Dans les sécheresses éveillez
doucement votre esprit par des actes d’amour ; puis reposez-vous en Dieu sans
aucun sentiment ni jouissance ; c’est alors que l’âme témoigne le mieux sa
fidélité. Faites-vous un bouquet des souffrances de Jésus, et tenez-le sur le
sein de votre âme, comme je vous ai dit. Vous pourrez, de temps en temps, en
faire mémoire avec amour et douleur, et dire doucement au Sauveur : O bon Jésus,
comment vois-je votre face gonflée, livide, couverte de crachats ! O mon amour,
comment se fait-il que vous soyez tout plaies ! O ma Douceur, pourquoi vois-je
vos os décharnés ? Ah ! quelles souffrances ! Ah ! quelles douleurs ! O mon doux
Amour ! pourquoi n’êtes-vous plus qu’une plaie ? Ah ! souffrances chéries ! Ah !
Plaies chéries ! je veux vous garder toujours dans mon cœur.
Portez, si vous voulez, un collier
de perles, quand vous sortez ; mais quand vous le mettez, souvenez-vous que
Jésus a eu la corde et la chaîne au cou ; portez cet ornement uniquement pour
plaire à Dieu et soyez confuse de vous-même, en disant : Jésus a été chargé de
cordes et de chaînes dans le temps de sa Passion, et moi je porte des perles.
Les jours de la Passion sont des
jours où les pierres elles-mêmes pleurent. Eh quoi ! le souverain Prêtre est
mort, et l’on ne pleurerait point ? Il faudrait avoir perdu la foi, ô mon Dieu !
Quand on pense au jour du vendredi,
il y a des choses capables de faire mourir celui qui aime véritablement.
N’est-ce pas, en effet, nommer le jour où mon Dieu incarné a souffert pour moi,
jusqu’à immoler sa sainte vie sur le gibet infâme de la croix ?

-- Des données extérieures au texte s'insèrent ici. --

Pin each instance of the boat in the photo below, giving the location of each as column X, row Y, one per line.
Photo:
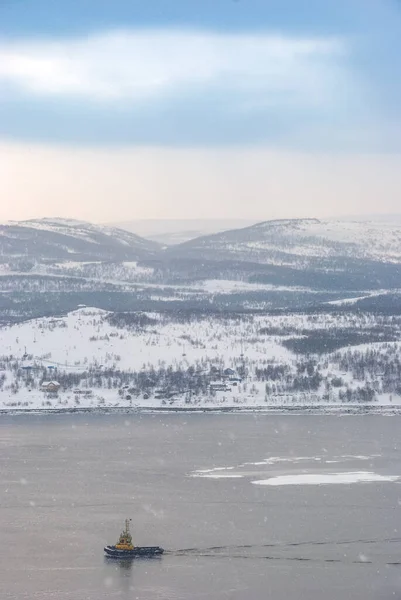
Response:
column 126, row 549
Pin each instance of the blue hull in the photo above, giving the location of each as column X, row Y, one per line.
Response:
column 144, row 551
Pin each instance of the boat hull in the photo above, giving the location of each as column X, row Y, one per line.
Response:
column 137, row 552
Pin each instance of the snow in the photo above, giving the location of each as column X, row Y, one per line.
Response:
column 327, row 478
column 85, row 340
column 226, row 286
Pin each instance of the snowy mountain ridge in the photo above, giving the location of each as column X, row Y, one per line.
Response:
column 59, row 239
column 295, row 241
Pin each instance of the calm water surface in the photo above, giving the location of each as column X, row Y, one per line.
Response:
column 68, row 482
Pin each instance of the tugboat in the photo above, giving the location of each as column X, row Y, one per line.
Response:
column 125, row 548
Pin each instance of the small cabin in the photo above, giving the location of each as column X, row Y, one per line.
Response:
column 50, row 386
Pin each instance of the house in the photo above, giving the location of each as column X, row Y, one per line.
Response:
column 50, row 386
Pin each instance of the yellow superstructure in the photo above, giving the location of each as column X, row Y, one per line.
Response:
column 125, row 540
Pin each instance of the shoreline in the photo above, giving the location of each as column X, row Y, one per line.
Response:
column 317, row 410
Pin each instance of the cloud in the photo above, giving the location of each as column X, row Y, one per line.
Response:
column 136, row 66
column 111, row 184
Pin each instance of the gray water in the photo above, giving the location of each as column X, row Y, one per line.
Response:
column 68, row 482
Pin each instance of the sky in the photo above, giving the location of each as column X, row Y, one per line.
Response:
column 114, row 110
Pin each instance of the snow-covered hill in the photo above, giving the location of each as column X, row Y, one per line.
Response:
column 99, row 358
column 170, row 232
column 44, row 240
column 300, row 243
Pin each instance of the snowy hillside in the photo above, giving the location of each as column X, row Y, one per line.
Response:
column 41, row 240
column 175, row 231
column 94, row 358
column 299, row 242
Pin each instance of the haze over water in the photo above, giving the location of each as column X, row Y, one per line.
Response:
column 68, row 482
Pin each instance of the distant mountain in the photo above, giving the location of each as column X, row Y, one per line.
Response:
column 44, row 240
column 176, row 231
column 300, row 243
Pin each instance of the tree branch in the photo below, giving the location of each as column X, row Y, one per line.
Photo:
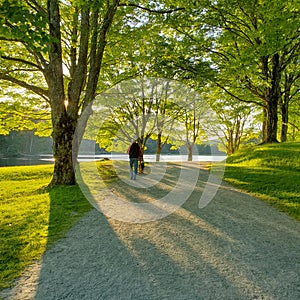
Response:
column 236, row 97
column 21, row 61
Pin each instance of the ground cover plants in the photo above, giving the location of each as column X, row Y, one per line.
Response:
column 32, row 217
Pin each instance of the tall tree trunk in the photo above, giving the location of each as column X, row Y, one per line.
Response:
column 63, row 135
column 63, row 125
column 285, row 121
column 190, row 151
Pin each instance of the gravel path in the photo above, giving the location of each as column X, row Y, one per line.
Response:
column 237, row 247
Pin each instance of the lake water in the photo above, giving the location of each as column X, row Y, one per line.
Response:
column 48, row 159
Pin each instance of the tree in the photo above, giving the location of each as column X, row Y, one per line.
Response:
column 260, row 40
column 233, row 120
column 56, row 50
column 242, row 47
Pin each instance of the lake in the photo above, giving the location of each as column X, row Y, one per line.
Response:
column 48, row 159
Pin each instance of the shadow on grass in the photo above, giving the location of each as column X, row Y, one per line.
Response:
column 230, row 248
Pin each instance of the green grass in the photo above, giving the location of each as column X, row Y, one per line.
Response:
column 32, row 217
column 270, row 172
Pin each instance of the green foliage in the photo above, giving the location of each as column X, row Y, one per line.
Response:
column 32, row 218
column 270, row 172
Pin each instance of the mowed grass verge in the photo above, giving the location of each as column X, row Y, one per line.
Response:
column 270, row 172
column 33, row 217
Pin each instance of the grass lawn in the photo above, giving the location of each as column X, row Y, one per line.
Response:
column 32, row 217
column 270, row 172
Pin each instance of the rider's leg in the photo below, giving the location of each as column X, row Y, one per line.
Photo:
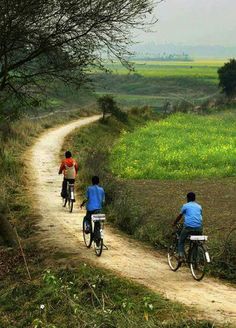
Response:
column 186, row 231
column 183, row 235
column 64, row 188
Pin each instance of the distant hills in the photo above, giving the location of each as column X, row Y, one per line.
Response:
column 153, row 50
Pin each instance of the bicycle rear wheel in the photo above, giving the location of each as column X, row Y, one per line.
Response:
column 198, row 262
column 87, row 235
column 173, row 257
column 98, row 246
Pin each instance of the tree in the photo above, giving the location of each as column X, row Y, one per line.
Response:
column 45, row 40
column 227, row 77
column 108, row 105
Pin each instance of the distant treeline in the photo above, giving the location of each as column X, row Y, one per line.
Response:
column 163, row 57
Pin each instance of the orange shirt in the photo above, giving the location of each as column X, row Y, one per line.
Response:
column 68, row 162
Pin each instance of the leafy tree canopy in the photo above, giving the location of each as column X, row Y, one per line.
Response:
column 45, row 40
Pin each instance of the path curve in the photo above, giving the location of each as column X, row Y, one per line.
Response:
column 60, row 229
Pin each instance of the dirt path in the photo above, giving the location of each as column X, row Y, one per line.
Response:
column 62, row 230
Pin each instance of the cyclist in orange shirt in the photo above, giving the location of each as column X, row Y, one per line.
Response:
column 69, row 168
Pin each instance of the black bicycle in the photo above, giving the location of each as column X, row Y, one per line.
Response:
column 93, row 232
column 196, row 254
column 70, row 196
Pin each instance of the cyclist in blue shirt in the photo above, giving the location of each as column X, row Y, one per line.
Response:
column 192, row 213
column 95, row 199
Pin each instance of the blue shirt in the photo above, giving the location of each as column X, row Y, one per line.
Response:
column 192, row 215
column 96, row 196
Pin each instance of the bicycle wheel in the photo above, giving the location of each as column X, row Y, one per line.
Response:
column 172, row 257
column 198, row 262
column 87, row 235
column 98, row 246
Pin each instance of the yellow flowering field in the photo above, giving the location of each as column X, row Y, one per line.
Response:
column 183, row 146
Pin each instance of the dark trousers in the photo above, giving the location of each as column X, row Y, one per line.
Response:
column 186, row 231
column 64, row 186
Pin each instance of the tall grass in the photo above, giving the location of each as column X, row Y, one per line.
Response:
column 180, row 147
column 146, row 208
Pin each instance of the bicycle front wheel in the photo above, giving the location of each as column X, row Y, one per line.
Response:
column 98, row 246
column 198, row 262
column 87, row 235
column 173, row 258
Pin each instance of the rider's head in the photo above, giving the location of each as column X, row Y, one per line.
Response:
column 95, row 180
column 68, row 154
column 191, row 197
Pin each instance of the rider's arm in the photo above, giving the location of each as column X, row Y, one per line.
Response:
column 84, row 201
column 179, row 217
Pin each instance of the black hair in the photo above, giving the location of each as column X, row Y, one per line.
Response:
column 191, row 197
column 95, row 180
column 68, row 154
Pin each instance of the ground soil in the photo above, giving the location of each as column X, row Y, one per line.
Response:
column 60, row 230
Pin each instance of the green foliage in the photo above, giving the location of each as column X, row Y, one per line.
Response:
column 108, row 105
column 180, row 147
column 147, row 208
column 227, row 77
column 87, row 297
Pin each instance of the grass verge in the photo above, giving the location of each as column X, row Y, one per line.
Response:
column 146, row 208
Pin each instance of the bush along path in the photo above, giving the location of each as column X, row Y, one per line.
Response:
column 61, row 230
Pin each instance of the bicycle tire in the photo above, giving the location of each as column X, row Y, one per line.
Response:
column 87, row 236
column 172, row 257
column 198, row 262
column 98, row 246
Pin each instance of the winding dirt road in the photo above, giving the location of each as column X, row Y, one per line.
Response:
column 61, row 230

Portons toujours le deuil en
mémoire de la Passion et de la mort de Jésus-Christ. Nous ne devons jamais
oublier d’en conserver un continuel et douloureux souvenir. Que chacun de nous
s’applique à insinuer à tous ceux qu’il pourra, la pieuse méditation des
souffrances de notre très doux Jésus.
Ma très chère fille en Jésus
crucifié, je vous invite au Calvaire pour assister aux funérailles de notre
Amour-Jésus. Ah ! puissions-nous une bonne fois y rester blessés par la divine
charité, jusqu’à mourir d’amour et de douleur pour la Passion et la mort de
notre vrai Bien ! Je célèbrerai les divins mystères durant ces saints jours, et,
à chaque fois, je mettrai le cœur de cette fille que Dieu m’a donnée, dans les
Cœurs très purs et agonisants de Jésus et de Marie. Faites-le aussi pour le
pauvre père que vous a donné la divine Providence. Adieu, ma fille ; que Jésus
vous bénisse et vous embrase du saint amour.